「もう片方の親が亡くなったとき」の相続に注意

子どもが経験する相続は、

・父親が亡くなったとき
・母親が亡くなったとき

の2回あります。どちらが先かはわかりませんが、子どもは親の相続の心配を2回しなければならないということです。

1回目の相続では配偶者の税額軽減を使って相続税を逃れたとしても、2回目の相続ではお子さんだけで相続をしますから、税額軽減は使えません。

「父の相続では相続税がかからなかったので安心していたら、母の相続のときに多額の相続税が発生してしまった……」

これは子どもにとって、相続失敗の典型例です。

1回目の相続の場合には、「配偶者の税額軽減」のほかに、あとで説明する「小規模宅地等の特例」も使えますから、相続財産の評価額をかなり圧縮することができ、相続財産がそれなりにあったとしても、みなさんにもお子さんにも相続税がかからない場合があります。

しかしながら、2回目の相続では、これらの特例を使うことができなくなって、一気に相続財産の評価額が増し、お子さんが支払う相続税が増えることがあるのです。

そこで、相続税のシミュレーションをするときには、2回目の相続まで考えておくことが大事です。

子どもに多く相続させた方がいい場合もある

「お母さんがこんなに財産をもっていたなんて!」

こんな子ども側の嘆きもよく聞きます。
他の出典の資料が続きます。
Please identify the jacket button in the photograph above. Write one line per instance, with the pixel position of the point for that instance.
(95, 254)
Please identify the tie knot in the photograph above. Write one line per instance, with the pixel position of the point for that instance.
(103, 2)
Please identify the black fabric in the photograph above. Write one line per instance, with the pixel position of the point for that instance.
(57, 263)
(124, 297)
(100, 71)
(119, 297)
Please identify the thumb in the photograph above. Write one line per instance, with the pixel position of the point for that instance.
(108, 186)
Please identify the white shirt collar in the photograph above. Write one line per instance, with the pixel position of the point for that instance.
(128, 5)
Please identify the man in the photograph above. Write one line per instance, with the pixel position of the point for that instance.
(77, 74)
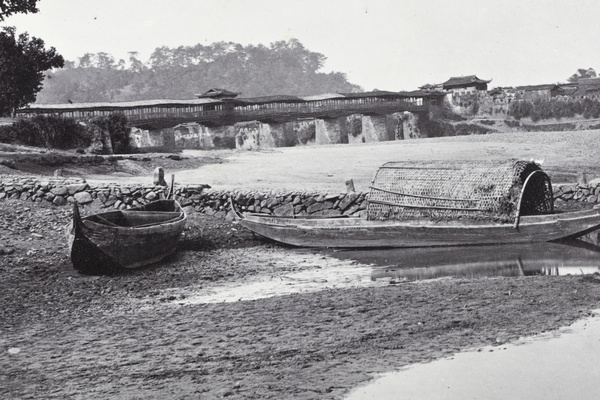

これは、父親の相続のときに、配偶者の税額軽減を使うために母親が相続したら、実は母親は自分自身の親の財産も相続していて、財産がたくさんあったため、いざ子どもたちが相続するときには、ものすごい税金を支払うことになってしまったというケースです。

相続税の税率は「累進税率」といって、財産の金額が多ければ多いほど税率が高くなる仕組みになっています。

相続人それぞれが相続する財産の金額(基礎控除を差し引いて計算)が1000万円までの税率は10%ですが、財産の金額によって段階的に税率が上がっていき、6億円超の金額には55%という税率がかかることになります(図表2参照)。

ですから、財産をもっているあなたがパートナーの財産を相続してしまうと、子どもが2回目の相続で支払う相続税の金額が増えてしまい、結果としてまったく節税につながらないということがあります。

もちろん、何も対策をしていない場合には、1回目の相続ではみなさん自身が相続をして、時間稼ぎをすることも大事です。

ですが、みなさんの財産の金額によっては、1回目の相続のときに多少税金を支払ってでも、財産を子どもに相続させたほうが、相続をトータル(2回分)で考えたとき、相続税が安くすむことがあるのです。